A few months ago, we’ve witnessed Phoenix team establishing 2 millions simultaneous connections on a single server. In the process, they also discovered and removed some bottlenecks. The whole process is documented in this excellent post. This achievement is definitely great, but reading the story begs a question: do we really need a bunch of expensive servers to study the behaviour of our system under load?

In my opinion, many issues can be discovered and tackled on a developer’s machine, and in this post, I’ll explain how. In particular, I’ll discuss how to programmatically “drive” a Phoenix socket, talk a bit about the transport layer, and cap it off by creating a half million of Phoenix sockets on my dev machine and explore the effects of process hibernation on memory usage.

The goal

The main idea is fairly simple.
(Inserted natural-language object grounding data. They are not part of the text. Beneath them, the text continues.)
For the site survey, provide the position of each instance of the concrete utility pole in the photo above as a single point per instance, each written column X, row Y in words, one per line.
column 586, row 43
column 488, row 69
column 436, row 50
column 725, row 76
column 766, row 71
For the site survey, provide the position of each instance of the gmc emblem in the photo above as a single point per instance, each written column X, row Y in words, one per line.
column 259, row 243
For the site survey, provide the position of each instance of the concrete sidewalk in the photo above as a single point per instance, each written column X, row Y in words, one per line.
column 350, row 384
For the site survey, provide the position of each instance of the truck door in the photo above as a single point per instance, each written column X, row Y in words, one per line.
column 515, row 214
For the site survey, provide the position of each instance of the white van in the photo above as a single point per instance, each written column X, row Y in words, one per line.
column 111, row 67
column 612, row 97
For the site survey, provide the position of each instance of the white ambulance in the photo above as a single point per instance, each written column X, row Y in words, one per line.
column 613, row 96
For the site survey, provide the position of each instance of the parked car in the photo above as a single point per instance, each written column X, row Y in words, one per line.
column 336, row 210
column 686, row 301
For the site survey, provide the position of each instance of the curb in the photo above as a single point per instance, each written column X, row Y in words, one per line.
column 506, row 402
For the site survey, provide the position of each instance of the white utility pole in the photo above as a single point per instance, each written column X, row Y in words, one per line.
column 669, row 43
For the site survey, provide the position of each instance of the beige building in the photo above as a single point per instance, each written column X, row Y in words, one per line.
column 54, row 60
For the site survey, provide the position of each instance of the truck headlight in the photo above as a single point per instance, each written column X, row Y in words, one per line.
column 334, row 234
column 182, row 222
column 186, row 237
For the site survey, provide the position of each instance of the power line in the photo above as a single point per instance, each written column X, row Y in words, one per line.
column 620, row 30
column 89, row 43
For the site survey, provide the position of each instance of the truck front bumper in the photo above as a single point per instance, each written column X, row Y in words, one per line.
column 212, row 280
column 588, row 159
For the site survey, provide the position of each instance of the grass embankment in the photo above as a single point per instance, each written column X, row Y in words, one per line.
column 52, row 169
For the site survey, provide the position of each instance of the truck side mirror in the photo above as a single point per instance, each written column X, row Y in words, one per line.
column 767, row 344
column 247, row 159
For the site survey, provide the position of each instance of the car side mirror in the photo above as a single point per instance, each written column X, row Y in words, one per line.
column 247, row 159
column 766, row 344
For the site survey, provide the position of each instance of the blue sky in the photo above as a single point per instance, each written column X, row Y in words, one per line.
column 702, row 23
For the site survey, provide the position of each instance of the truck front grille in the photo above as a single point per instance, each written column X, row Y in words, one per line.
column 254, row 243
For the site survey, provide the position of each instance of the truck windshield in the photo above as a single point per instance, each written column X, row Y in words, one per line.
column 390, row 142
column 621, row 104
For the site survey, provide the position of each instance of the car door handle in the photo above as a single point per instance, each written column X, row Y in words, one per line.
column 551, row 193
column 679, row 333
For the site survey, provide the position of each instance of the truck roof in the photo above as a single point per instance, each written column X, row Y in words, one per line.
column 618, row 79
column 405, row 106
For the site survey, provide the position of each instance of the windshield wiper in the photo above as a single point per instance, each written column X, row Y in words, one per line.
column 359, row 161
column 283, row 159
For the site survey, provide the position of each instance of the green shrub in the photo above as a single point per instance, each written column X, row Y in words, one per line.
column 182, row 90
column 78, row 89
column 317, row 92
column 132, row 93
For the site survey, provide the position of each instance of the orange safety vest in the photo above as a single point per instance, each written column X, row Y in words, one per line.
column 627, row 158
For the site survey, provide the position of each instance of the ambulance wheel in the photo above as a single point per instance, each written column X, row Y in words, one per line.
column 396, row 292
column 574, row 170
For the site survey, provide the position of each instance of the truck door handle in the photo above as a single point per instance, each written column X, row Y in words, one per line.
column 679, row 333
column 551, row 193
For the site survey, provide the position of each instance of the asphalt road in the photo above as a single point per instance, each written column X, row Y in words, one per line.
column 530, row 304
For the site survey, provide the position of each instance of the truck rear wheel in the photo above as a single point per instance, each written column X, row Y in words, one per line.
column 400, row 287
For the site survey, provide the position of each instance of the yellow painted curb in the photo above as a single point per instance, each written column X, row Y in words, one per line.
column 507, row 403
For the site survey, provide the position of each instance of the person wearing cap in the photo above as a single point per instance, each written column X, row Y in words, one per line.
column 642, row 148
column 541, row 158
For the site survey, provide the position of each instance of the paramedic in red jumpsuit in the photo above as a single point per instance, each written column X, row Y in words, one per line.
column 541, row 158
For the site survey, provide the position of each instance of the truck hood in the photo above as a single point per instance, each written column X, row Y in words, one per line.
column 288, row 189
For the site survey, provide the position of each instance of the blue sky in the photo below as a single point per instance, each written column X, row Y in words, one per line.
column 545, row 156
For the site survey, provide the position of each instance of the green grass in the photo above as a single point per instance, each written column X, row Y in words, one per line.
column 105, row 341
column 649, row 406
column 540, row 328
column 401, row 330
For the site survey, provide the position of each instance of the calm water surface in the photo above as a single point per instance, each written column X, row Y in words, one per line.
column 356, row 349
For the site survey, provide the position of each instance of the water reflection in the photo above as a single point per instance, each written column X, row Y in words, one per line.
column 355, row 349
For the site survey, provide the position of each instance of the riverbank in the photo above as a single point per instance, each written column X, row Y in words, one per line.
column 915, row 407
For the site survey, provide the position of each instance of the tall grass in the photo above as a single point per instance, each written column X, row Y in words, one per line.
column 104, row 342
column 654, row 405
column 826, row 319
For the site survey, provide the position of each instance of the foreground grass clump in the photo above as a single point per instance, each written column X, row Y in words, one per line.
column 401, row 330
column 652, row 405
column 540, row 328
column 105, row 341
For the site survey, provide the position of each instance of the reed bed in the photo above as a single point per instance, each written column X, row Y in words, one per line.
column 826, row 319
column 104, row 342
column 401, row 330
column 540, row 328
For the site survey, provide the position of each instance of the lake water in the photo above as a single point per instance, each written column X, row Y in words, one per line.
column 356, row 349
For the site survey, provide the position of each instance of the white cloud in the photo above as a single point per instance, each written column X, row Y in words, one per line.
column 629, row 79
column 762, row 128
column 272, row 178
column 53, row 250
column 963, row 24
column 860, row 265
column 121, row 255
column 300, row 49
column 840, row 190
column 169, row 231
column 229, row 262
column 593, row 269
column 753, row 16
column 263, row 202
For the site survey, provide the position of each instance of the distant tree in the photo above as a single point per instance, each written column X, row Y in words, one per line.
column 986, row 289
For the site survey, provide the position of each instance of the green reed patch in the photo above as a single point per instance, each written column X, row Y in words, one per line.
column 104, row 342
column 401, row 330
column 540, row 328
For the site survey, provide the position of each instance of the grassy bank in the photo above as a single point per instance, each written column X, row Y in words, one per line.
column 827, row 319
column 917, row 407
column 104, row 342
I’ll develop a helper SocketDriver module, which will allow me to create a Phoenix socket in a separate Erlang process, and then control it by sending it channel-specific messages.

Assuming we have a Phoenix application with a socket and a channel, we’ll be able to create a socket in a separate process by invoking:

iex(1)> {:ok, socket_pid} = SocketDriver.start_link(
          SocketDriver.Endpoint,
          SocketDriver.UserSocket,
          receiver: self
        )

The receiver: self bit specifies that all outgoing messages (the ones sent by the socket to the other side) will be sent as plain Erlang messages to the caller process.

Now I can ask the socket process to join the channel:

iex(2)> SocketDriver.join(socket_pid, "ping_topic")

Then, I can verify that the socket sent the response back:

iex(3)> flush

{:message,
 %Phoenix.Socket.Reply{payload: %{"response" => "hello"},
  ref: #Reference<0.0.4.1584>, status: :ok, topic: "ping_topic"}}

Finally, I can also push a message to the socket and verify the outgoing message:

iex(4)> SocketDriver.push(socket_pid, "ping_topic", "ping", %{})

iex(5)> flush
{:message,
 %Phoenix.Socket.Message{event: "pong", payload: %{}, ref: nil,
  topic: "ping_topic"}}

With such driver I can now easily create a bunch of sockets from the iex shell and play with them. Later on you’ll see a simple demo, but let’s first explore how can such driver be developed.

Possible approaches

Creating and controlling sockets can easily be done with the help of the Phoenix.ChannelTest module. Using macros and functions, such as connect/2, subscribe_and_join/4 and push/3, you can easily create sockets, join channels, and push messages. After all, these macros are made precisely for the purpose of programmatically driving sockets in unit tests.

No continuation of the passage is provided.